For my money, part of the explanation lies with wealth inequality. That large stock (and flow) of saving is concentrated in relatively few hands. Not many of us ever come near to making decisions about serious investing.
The owners and controllers of those savings see a world economy where the benefits of growth, such as they are, are flowing to fewer and fewer companies. Profits growth around the world is concentrated in a vanishingly small number of businesses, usually of the tech variety. If you are a wealthy individual or sovereign wealth fund, once you own a significant chunk of Facebook or Google where else are you supposed to put your money? The answer is clear: into the bond markets.
There should be many other potential homes for that money but, rightly or wrongly, decision-makers see them as too risky. That world of low growth again. It gets a bit circular, a bit self-fulfilling: if savers are reluctant to put their money to work, growth will indeed be low.
Some significant financial market players these days base their entire investment strategy around disrupters versus the disrupted. That’s jargon for spotting which line of business is next to be devoured by the likes of Amazon. You buy the latter and short the former.
It’s not a form of investing that previous generations of savers would recognise and certainly not one captured by the finance textbooks. And not one conducive to boosting growth. It’s based on the notion of a near zero-sum game: technological changes generate a few winners and thousands of losers. Winner-takes-all inequality could be the biggest driver of low growth.

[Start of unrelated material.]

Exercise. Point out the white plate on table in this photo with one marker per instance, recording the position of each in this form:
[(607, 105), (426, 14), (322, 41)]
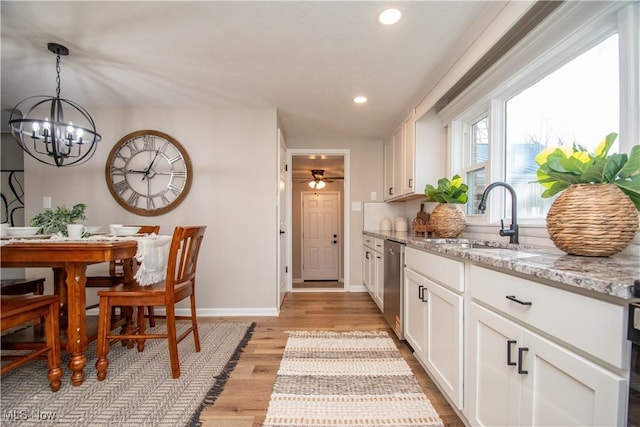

Of course, other reasons to fear for the economic future are also evident. Trump’s trade war tops a list that must also include Brexit. Britain is now flirting with revolution of a most English kind: many of us think the union is finished.
Germany is beginning to look like an economy well equipped for the 20th century but not one that has adapted to the rapid changes witnessed over the past two decades: an economy that produces superb, often diesel-powered, cars that all of a sudden fewer people want. A country with the best engineers but not of the software variety.
Failure to put savings to productive use makes sense if investment opportunities are indeed fewer or just too risky. It seems more likely to me that it’s just an old-fashioned instance of market failure. Private markets are not allocating capital nearly as efficiently as they should. That’s a necessary and sufficient reason for government action.
Any government facing overwhelming demand for its bonds should give the market what it wants. Borrow much more and spend – invest – where private markets fear to tread. The crying need for infrastructure investment in so many countries is an obvious place to start. Deficit scolds will immediately argue that this raises the risk of too much debt, something that we have recent experience of. This misses a deeper point: those weird negative bond yields are screaming that there is, today, too little debt.
Negative mortgage rates could happen if the worst fears about secular stagnation are realised. Householders may cheer the prospect of being paid to borrow but they won’t enjoy the accompanying falls in house prices that economic stagnation would bring about. Someone has to start investing, properly, for that to be averted.